Thirteen states restrict what insurance companies can do with EDR information and require police to get a warrant before gathering the data. Privacy advocates worry that insurers could raise rates just by gathering the data at any time, though the data is stored in the recorder and isn’t sent electronically to insurers. The NHTSA so far hasn’t put limits on how the information can be used.
“It’s an invasion of privacy, but the important point is people are driving on a public road” and shouldn’t expect privacy, says Paul Green, a research professor at the University of Michigan Transportation Research Institute.
“When we analyze crashes, it’s kind of tough to determine what happened,” Green says of how police collect information without a data recorder. Police can see what happened after a crash, but often don’t know what a driver did in the seconds before the crash, he says.

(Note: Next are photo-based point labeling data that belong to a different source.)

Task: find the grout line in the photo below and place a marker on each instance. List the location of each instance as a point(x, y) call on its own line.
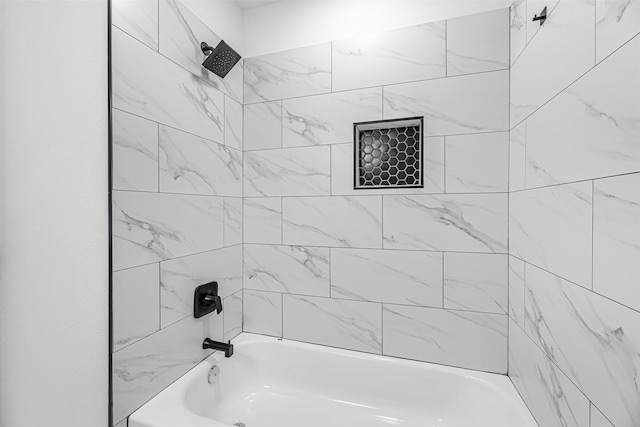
point(173, 127)
point(178, 257)
point(370, 302)
point(593, 208)
point(578, 285)
point(351, 142)
point(262, 101)
point(598, 178)
point(158, 161)
point(573, 82)
point(446, 48)
point(443, 280)
point(197, 76)
point(185, 194)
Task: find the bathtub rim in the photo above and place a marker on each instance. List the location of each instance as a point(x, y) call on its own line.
point(153, 413)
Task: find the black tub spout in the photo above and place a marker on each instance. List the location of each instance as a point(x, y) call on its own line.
point(216, 345)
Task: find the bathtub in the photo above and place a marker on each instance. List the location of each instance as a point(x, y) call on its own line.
point(279, 383)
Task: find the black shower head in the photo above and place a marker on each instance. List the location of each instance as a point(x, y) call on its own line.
point(221, 59)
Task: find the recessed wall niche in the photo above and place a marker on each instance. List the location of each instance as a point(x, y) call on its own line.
point(388, 153)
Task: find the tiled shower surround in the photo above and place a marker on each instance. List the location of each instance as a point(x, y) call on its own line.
point(520, 254)
point(177, 199)
point(417, 273)
point(574, 205)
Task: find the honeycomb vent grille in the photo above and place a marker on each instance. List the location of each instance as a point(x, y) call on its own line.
point(388, 154)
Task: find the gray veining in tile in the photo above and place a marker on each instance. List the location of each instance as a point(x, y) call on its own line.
point(298, 72)
point(138, 18)
point(151, 86)
point(456, 105)
point(406, 54)
point(456, 338)
point(151, 227)
point(193, 165)
point(595, 341)
point(400, 277)
point(289, 269)
point(179, 277)
point(303, 171)
point(478, 43)
point(135, 152)
point(181, 33)
point(333, 221)
point(469, 222)
point(353, 325)
point(552, 398)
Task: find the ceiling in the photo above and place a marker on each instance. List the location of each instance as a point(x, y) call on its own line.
point(251, 4)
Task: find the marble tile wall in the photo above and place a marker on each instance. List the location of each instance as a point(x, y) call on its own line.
point(412, 273)
point(574, 212)
point(177, 197)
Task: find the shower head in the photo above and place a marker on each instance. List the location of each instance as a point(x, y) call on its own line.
point(221, 59)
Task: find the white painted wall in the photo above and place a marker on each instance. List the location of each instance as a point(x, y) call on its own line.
point(289, 24)
point(53, 218)
point(223, 16)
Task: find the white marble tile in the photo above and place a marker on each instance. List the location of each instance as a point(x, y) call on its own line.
point(534, 8)
point(333, 221)
point(594, 340)
point(135, 152)
point(181, 33)
point(151, 86)
point(194, 165)
point(477, 163)
point(151, 227)
point(135, 304)
point(561, 52)
point(406, 54)
point(591, 129)
point(465, 104)
point(517, 157)
point(233, 123)
point(287, 269)
point(263, 220)
point(616, 239)
point(456, 338)
point(145, 368)
point(328, 119)
point(617, 21)
point(516, 290)
point(263, 125)
point(468, 223)
point(478, 43)
point(353, 325)
point(232, 221)
point(398, 277)
point(343, 165)
point(599, 420)
point(262, 312)
point(476, 282)
point(302, 171)
point(297, 72)
point(518, 26)
point(138, 18)
point(551, 228)
point(232, 311)
point(181, 276)
point(550, 396)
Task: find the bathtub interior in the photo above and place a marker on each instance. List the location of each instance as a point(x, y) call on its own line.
point(270, 382)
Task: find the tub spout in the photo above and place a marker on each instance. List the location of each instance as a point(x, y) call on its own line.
point(216, 345)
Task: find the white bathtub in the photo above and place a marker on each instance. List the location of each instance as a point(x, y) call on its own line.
point(280, 383)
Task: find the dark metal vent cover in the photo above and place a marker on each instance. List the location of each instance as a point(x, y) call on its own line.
point(388, 153)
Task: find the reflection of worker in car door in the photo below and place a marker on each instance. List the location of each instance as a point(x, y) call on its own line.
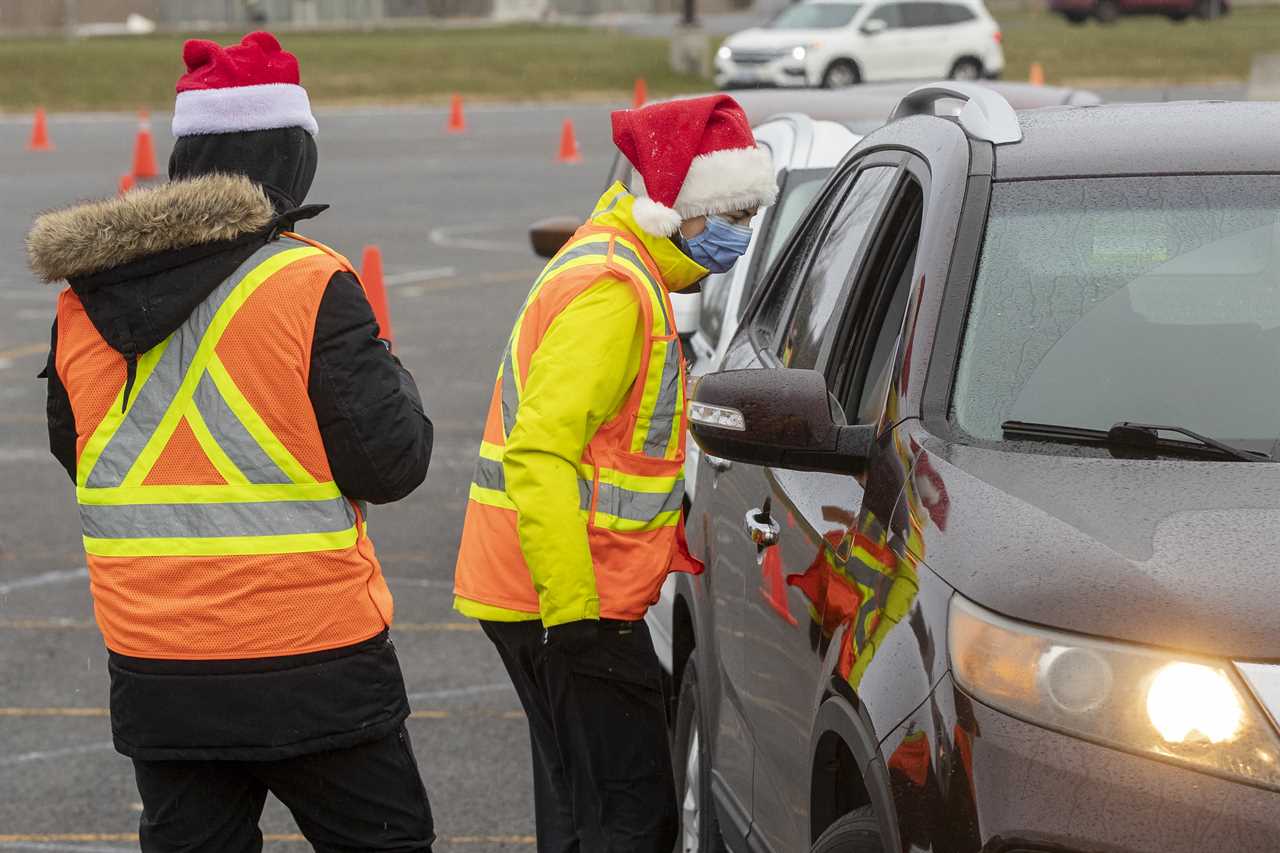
point(575, 511)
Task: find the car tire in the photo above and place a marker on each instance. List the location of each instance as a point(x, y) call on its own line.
point(967, 68)
point(699, 830)
point(841, 73)
point(858, 831)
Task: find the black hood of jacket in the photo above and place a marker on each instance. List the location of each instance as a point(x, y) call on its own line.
point(282, 162)
point(144, 261)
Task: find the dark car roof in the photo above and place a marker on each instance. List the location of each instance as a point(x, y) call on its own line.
point(869, 105)
point(1143, 138)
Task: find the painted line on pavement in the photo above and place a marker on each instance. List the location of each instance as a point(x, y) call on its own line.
point(419, 276)
point(452, 237)
point(90, 838)
point(426, 714)
point(45, 755)
point(44, 579)
point(452, 693)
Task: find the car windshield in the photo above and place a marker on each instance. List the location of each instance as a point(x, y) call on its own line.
point(1152, 300)
point(814, 16)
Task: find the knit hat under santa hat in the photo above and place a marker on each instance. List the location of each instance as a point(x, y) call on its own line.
point(251, 86)
point(694, 156)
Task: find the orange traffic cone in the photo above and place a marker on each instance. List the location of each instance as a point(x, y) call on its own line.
point(375, 290)
point(40, 133)
point(457, 122)
point(570, 151)
point(144, 151)
point(641, 94)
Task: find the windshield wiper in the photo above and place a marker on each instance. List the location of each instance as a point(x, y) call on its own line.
point(1128, 434)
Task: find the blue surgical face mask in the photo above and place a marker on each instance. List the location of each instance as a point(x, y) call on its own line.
point(720, 245)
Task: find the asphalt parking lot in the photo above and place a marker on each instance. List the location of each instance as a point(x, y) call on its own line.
point(449, 215)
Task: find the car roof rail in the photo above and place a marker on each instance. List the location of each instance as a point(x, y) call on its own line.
point(984, 115)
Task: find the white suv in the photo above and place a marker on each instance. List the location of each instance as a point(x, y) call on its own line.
point(842, 42)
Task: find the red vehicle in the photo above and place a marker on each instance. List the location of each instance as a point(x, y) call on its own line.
point(1109, 10)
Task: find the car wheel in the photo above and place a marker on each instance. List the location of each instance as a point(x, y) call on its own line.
point(967, 68)
point(699, 833)
point(858, 831)
point(841, 74)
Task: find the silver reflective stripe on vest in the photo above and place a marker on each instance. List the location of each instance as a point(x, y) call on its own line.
point(156, 395)
point(490, 475)
point(664, 409)
point(214, 520)
point(638, 506)
point(233, 438)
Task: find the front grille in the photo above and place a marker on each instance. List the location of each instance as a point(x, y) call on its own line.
point(757, 56)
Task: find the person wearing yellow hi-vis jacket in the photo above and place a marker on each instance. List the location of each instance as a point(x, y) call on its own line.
point(575, 519)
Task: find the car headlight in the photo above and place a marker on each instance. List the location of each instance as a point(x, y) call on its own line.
point(1192, 711)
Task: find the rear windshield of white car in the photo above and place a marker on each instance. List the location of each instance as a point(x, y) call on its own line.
point(1152, 300)
point(816, 16)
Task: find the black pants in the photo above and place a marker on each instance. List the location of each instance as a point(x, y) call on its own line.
point(369, 797)
point(598, 724)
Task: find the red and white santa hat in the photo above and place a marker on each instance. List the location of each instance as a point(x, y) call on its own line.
point(251, 86)
point(693, 156)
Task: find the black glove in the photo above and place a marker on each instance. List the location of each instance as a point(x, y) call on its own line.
point(574, 638)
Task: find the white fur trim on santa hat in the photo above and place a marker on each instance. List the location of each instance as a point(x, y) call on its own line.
point(656, 218)
point(726, 181)
point(242, 108)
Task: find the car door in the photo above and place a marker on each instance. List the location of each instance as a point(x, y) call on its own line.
point(781, 616)
point(725, 493)
point(882, 53)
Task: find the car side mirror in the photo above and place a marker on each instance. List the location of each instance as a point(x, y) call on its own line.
point(780, 418)
point(548, 236)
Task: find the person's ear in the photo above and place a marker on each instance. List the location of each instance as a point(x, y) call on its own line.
point(693, 227)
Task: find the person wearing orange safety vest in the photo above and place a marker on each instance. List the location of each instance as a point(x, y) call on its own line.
point(219, 395)
point(575, 511)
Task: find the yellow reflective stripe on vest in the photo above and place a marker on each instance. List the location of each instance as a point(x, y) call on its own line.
point(270, 503)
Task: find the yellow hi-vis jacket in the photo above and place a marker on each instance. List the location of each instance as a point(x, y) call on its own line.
point(579, 378)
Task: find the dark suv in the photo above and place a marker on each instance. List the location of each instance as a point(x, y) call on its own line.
point(987, 500)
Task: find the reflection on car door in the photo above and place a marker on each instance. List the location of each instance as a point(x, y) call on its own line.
point(726, 492)
point(814, 579)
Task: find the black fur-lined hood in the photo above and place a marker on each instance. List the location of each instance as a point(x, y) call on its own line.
point(103, 236)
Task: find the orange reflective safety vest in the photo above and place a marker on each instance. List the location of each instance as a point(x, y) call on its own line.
point(213, 525)
point(631, 480)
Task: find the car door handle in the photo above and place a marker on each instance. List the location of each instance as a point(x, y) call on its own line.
point(762, 529)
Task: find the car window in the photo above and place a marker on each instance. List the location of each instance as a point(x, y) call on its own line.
point(794, 260)
point(814, 16)
point(833, 261)
point(924, 14)
point(1151, 300)
point(714, 297)
point(799, 188)
point(860, 378)
point(955, 13)
point(891, 13)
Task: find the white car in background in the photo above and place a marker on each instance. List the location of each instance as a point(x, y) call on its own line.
point(841, 42)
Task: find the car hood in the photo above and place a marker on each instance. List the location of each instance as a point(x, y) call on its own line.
point(762, 37)
point(1171, 552)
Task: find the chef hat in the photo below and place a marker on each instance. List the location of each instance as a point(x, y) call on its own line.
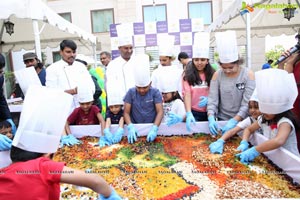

If a driver is playing with the radio or doesn’t brake hard enough to respond to something happening in front of them, the data recorder can provide information that can help engineers build better warning systems, Green says.
The data collected can prove if a driver is telling the truth. Massachusetts Lt. Gov. Timothy Murray initially said after a November 2011 crash that he wasn’t speeding and was wearing a seat belt. But the data recorder showed he was driving more than 100 mph and that he wasn’t belted in.
Car owners can’t opt out of EDRs and turn them off, which is an option that should be allowed, says the NMA’s Bowman.
“There is only one true solution,” he says. “The vehicle owner should have the option to disable the EDR without affecting functionality of the vehicle itself.”
“Responsible adults are capable of making responsible decisions for themselves and for their families,” Bowman says. “If one owner decides that there are benefits to having an active EDR in full information-gathering mode and another doesn’t want the data collected, both should be within their rights.”
Current EDR design doesn’t allow wireless transmission of data, it likely will in the future, Bowman says. Some insurance companies already remotely upload vehicle performance data with the permission of their policyholders, which can provide industrious third parties a way to capture EDR contents without the vehicle owner’s permission, he says.
Farmers Insurance Group doesn’t offer discounts to drivers who voluntarily allow an insurer to monitor their driving habits through a recording device, but Cristofer Pereyra, a Farmers agent in Phoenix, says he doesn’t see them as an invasion of privacy as long as the recorders are optional and a possible discount is offered.
“If these devices can help insurance carriers understand driving habits better, then it can never do anything but good,” Pereyra says. “Of course, the good driver would benefit from the findings and the not-so-good drivers would suffer from their own habits, premium wise.”